Although the name sounds effeminate, Doris Miller looked to be a large and strong man. Maybe the name got him picked on when he was a kid, because Doris grew into a fighter. While in the service, he earned the title of the heavyweight boxing champion of the Pacific Fleet. With the logic endemic to the armed services, the Navy decided to make him a mess hall attendant and assigned him to the battleship West Virginia.

In those days, if the Navy decided that you would make a good mess attendant, that's what you stayed. And they certainly didn't waste time or money training a mess attendant for any higher purpose. Then came December 7, 1941. West Virginia was manned by a skeleton crew, in the port at Pearl Harbor. I suppose that all of the "useful" sailors were on leave, so when the Japanese attack started, all kinds of people on board ship were pressed into emergency duty. Even a glorified Navy busboy. Doris Miller was recruited to help with the antiaircraft guns on the signal bridge.

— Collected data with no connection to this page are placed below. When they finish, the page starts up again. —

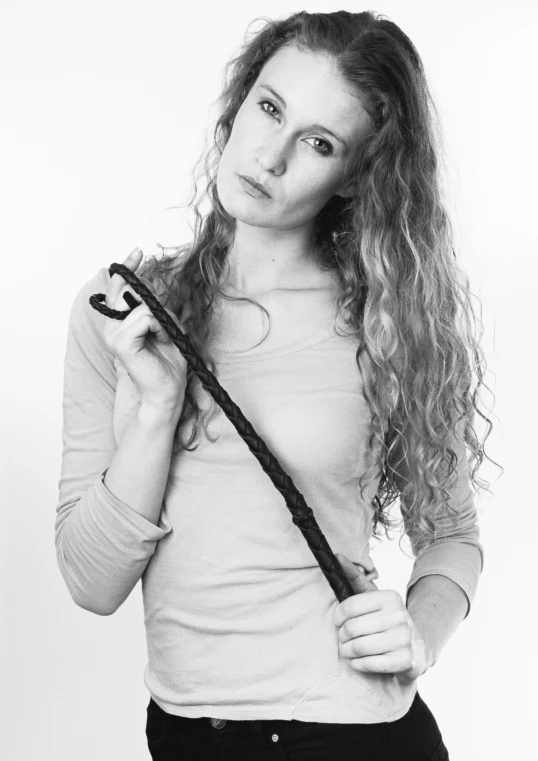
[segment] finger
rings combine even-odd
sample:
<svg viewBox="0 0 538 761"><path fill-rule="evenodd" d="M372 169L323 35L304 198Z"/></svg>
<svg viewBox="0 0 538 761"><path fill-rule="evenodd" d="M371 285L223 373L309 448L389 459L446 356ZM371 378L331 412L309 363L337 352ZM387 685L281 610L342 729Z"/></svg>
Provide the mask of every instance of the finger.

That could have been the end of it: a mess attendant doing some grunt work in a gunnery turret. Until the gunner got wounded. That's when Doris Miller took over the antiaircraft gun. For an untrained man, he did rather well, shooting down two enemy planes. He probably shot down two more, but those were never confirmed.

Doris Miller was presented with the Navy Cross for his heroic action. Admiral Chester Nimitz himself pinned on that medal on May 27, 1942 aboard the carrier Enterprise. A long line of heroes were decorated that day. Doris Miller was at the end of the line.

Miller died on November 24, 1943, when his ship was torpedoed by Japanese submarine I-175. Accept no substitutes: Doris Miller was a genuine hero.

I finished scribbling down the bare facts about Miller and then stuffed the little yellow note pad in my pocket. I scurried for the exit. On my way past the information booth, I stopped to repeat my thanks, but the man who had helped me had already left for lunch.

I left the building and noticed a short man with white hair heading for the hot dog cart on the edge of the parking lot. I trotted after him, throwing an "excuse me" at him when I got close enough. He turned around and I was relieved to see that I had the right fellow. I thanked him again and he smiled at me, made some "you're welcome" noises, and turned back in pursuit of his lunch.

My last duty discharged, I leaned against a lamp pole and waited for Diana to finish another loop of the parking lot and pick me up. So I stood there, thinking about Doris Miller and what little I knew about his life and death.

I couldn't help but wonder how many people, in those backwards days of fifty years ago and even today, when we are supposed to be more enlightened, would have looked at Doris Miller, genuine hero, and considered him to be just another dumb nigger.